Long-term holders of Azuki NFTs are selling off the digital assets en masse after the Elementals drop.
Defined as holding onto the non-fungible token for more than a year, 132 long-term Azuki holders sold their NFTs during or after this week’s drop of the new Elemental collection. That was a 817% spike in long-term holders selling their Azukis, according to crypto data provider Nansen.
Launched a couple days ago, Elementals is a new NFT collection which belongs to the Azuki ecosystem, a blue-chip brand in the world of digital assets. The first 20 minutes of the launch was reserved exclusively for owners of Azuki NFTs. An entire batch of 10,000 NFTs sold in about 15 minutes, generating $37.5 million in revenue. That was in addition to another 10,000 Elementals being airdropped to existing Azuki members.
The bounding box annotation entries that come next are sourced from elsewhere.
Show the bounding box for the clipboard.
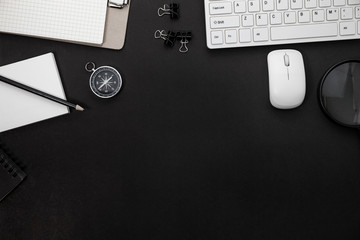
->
[96,0,130,50]
[1,0,130,50]
[78,0,130,50]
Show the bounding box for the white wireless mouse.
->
[267,49,306,109]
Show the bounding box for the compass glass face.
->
[90,67,122,98]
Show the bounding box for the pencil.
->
[0,75,84,111]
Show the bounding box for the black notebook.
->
[0,147,26,202]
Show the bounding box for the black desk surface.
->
[0,0,360,240]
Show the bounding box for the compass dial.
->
[90,66,122,98]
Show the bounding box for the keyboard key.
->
[262,0,274,12]
[241,15,254,27]
[234,0,246,13]
[334,0,345,6]
[284,12,296,24]
[313,9,325,22]
[256,13,268,26]
[340,22,355,36]
[305,0,316,8]
[248,0,260,12]
[270,23,338,41]
[210,2,232,15]
[326,8,339,21]
[290,0,302,9]
[254,28,269,42]
[319,0,331,7]
[298,10,310,23]
[225,30,237,43]
[276,0,289,10]
[211,31,224,45]
[210,16,240,28]
[270,12,282,25]
[340,8,353,20]
[355,7,360,18]
[348,0,360,5]
[239,28,251,43]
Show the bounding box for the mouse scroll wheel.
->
[284,53,290,67]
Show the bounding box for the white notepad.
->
[0,0,107,44]
[0,53,69,132]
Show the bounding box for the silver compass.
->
[85,62,122,98]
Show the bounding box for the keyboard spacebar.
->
[271,23,338,40]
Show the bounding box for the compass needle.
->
[85,63,122,98]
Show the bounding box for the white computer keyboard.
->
[204,0,360,49]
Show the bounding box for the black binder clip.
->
[154,30,176,47]
[158,3,180,19]
[176,32,192,53]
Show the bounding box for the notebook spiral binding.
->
[0,139,26,179]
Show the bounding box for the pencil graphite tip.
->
[75,105,85,111]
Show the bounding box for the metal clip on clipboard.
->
[101,0,131,50]
[108,0,129,9]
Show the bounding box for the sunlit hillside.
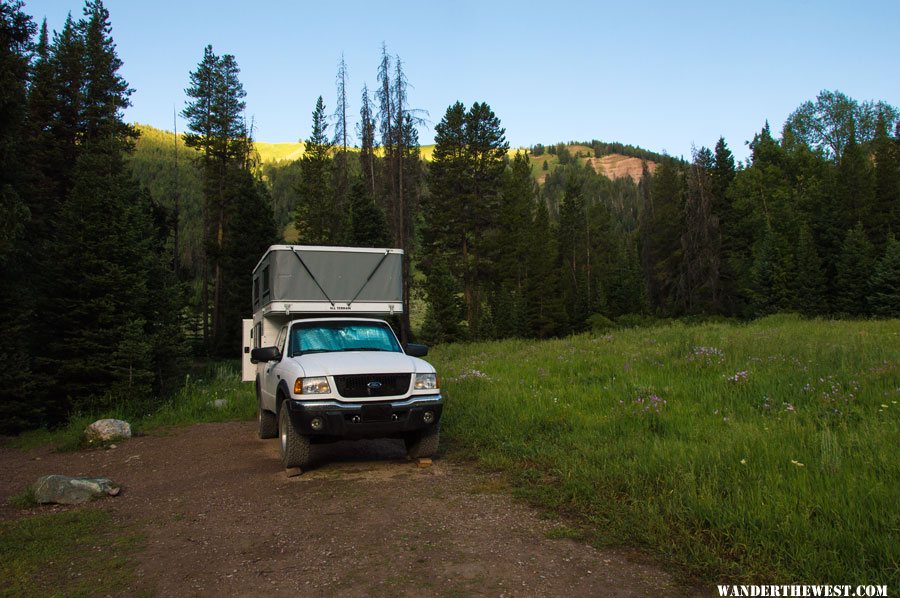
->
[136,124,656,184]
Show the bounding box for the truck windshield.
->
[288,322,402,357]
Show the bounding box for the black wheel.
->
[256,382,278,438]
[404,424,441,459]
[278,406,312,469]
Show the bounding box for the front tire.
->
[256,386,278,439]
[404,423,441,459]
[278,405,312,469]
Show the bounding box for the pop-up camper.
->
[243,245,443,468]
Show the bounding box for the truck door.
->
[260,326,287,411]
[241,320,258,382]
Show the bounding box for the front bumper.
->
[281,394,444,440]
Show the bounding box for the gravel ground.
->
[0,423,707,597]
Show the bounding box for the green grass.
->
[10,363,256,451]
[430,316,900,588]
[0,509,141,597]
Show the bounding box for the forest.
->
[0,0,900,433]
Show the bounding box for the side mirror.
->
[404,343,428,357]
[250,347,281,363]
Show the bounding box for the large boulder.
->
[32,475,119,505]
[84,419,131,442]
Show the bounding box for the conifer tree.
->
[641,158,684,313]
[558,182,593,332]
[486,152,537,338]
[295,96,345,245]
[357,85,377,196]
[869,111,900,250]
[835,222,875,316]
[795,223,828,316]
[0,2,37,434]
[679,148,721,313]
[422,256,465,343]
[347,179,391,247]
[869,235,900,318]
[835,125,886,236]
[525,201,565,338]
[424,102,509,338]
[332,54,350,223]
[38,1,178,422]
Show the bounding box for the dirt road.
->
[0,423,695,598]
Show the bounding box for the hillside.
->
[531,144,658,185]
[135,124,657,184]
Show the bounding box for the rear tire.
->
[404,424,441,459]
[256,386,278,438]
[278,405,312,469]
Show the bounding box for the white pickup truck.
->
[244,245,443,469]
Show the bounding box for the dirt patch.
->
[588,154,656,183]
[0,423,697,596]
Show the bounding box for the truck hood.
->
[291,351,434,376]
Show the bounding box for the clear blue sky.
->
[19,0,900,158]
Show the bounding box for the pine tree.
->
[37,2,184,422]
[181,45,221,351]
[641,159,684,313]
[216,168,278,356]
[558,182,593,332]
[710,137,738,315]
[679,148,721,313]
[422,256,465,343]
[869,111,900,250]
[835,222,875,316]
[356,85,377,195]
[486,152,537,338]
[332,54,350,225]
[424,102,509,338]
[869,235,900,318]
[835,126,884,236]
[347,179,391,247]
[525,201,565,338]
[0,2,37,434]
[794,223,828,316]
[295,96,346,245]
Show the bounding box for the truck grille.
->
[334,374,412,398]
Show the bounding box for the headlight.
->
[413,374,438,390]
[294,376,331,395]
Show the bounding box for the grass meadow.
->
[429,316,900,589]
[8,316,900,593]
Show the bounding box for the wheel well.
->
[275,380,288,415]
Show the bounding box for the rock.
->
[84,419,131,442]
[33,475,119,505]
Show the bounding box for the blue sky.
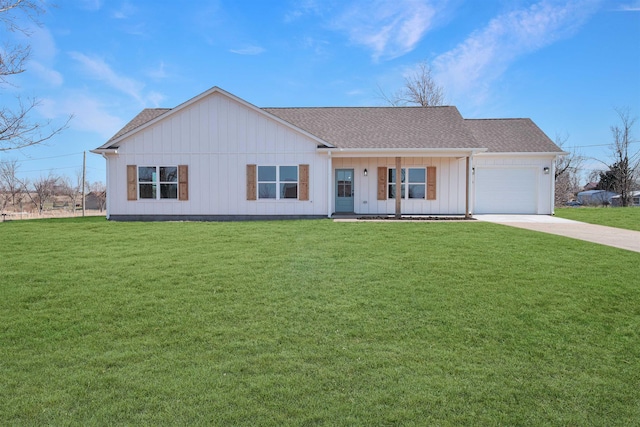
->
[0,0,640,182]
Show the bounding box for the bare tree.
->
[23,173,59,215]
[378,61,445,107]
[0,160,24,206]
[555,135,584,206]
[600,108,640,206]
[58,171,82,214]
[0,0,71,151]
[89,181,107,212]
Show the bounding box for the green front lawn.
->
[555,207,640,231]
[0,218,640,426]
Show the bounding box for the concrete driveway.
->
[473,215,640,252]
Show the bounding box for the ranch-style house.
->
[92,87,566,220]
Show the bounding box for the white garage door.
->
[474,167,538,214]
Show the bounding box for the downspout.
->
[464,151,473,218]
[395,157,404,219]
[327,151,333,218]
[101,153,110,219]
[549,156,558,215]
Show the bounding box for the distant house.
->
[93,87,566,220]
[578,190,618,206]
[582,182,598,191]
[611,191,640,206]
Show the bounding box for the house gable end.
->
[97,86,332,150]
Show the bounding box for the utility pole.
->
[82,151,87,216]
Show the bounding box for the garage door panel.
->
[475,168,538,214]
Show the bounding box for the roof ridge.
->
[464,117,531,120]
[260,105,456,110]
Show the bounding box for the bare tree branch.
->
[0,0,72,152]
[378,61,445,107]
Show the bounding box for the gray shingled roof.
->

Because of the speed in which the new Elementals collection sold out, the general public never had a chance to buy into the Azuki ecosystem.
Beanz sell-off
Holders of Beanz Official non-fungible tokens, a collection of 20,000 anthropomorphic-bean NFTs that act as “sidekicks” to the human avatars featured in the main Azuki collection, were also able to purchase Elementals during the exclusive 20-minute window. Since then, Beanz non-fungible tokens have also been part of a major sell off as 89 established owners have sold the digital assets since the Elementals launch; a 155% increase in long-term Beanz holders unloading the NFTs.
“The significant sell-off appears to be largely attributed to Blur’s lending platform,” said Brad Kay, research analyst at The Block Research. “Before the airdrop, Azuki and Beanz had 700 and 550 outstanding loans respectively. Following the Elemental minting, which triggered a flash sell-off, over 50% of outstanding loans were liquidated/repaid. While values have recovered to pre-airdrop levels, the substantial increase in supply may have catalyzed this cascade event.”
Data of long-term holders selling off Azuki and Beanz NFTs. Image: Nansen
Elements of confusion
Some in the Azuki community have lamented that the Elementals launch failed to live up to the promise of growing the ecosystem by adding new members. In addition, critics noted that the new NFT collection — teased as including new attributes like flourishes of lightning, water, earth and fire — looked too similar to Azuki’s original collection.
The Azuki team said they “missed the mark” with the Elemental drop and promised to do better in the future.
The Azuki NFT collection, a subsidiary of the Los Angeles-based startup Chiru Labs, launched in January 2021. This week’s Elementals drop caused Azuki trading volume to reach its highest level in over a year, according to The Block’s Data Dashboard.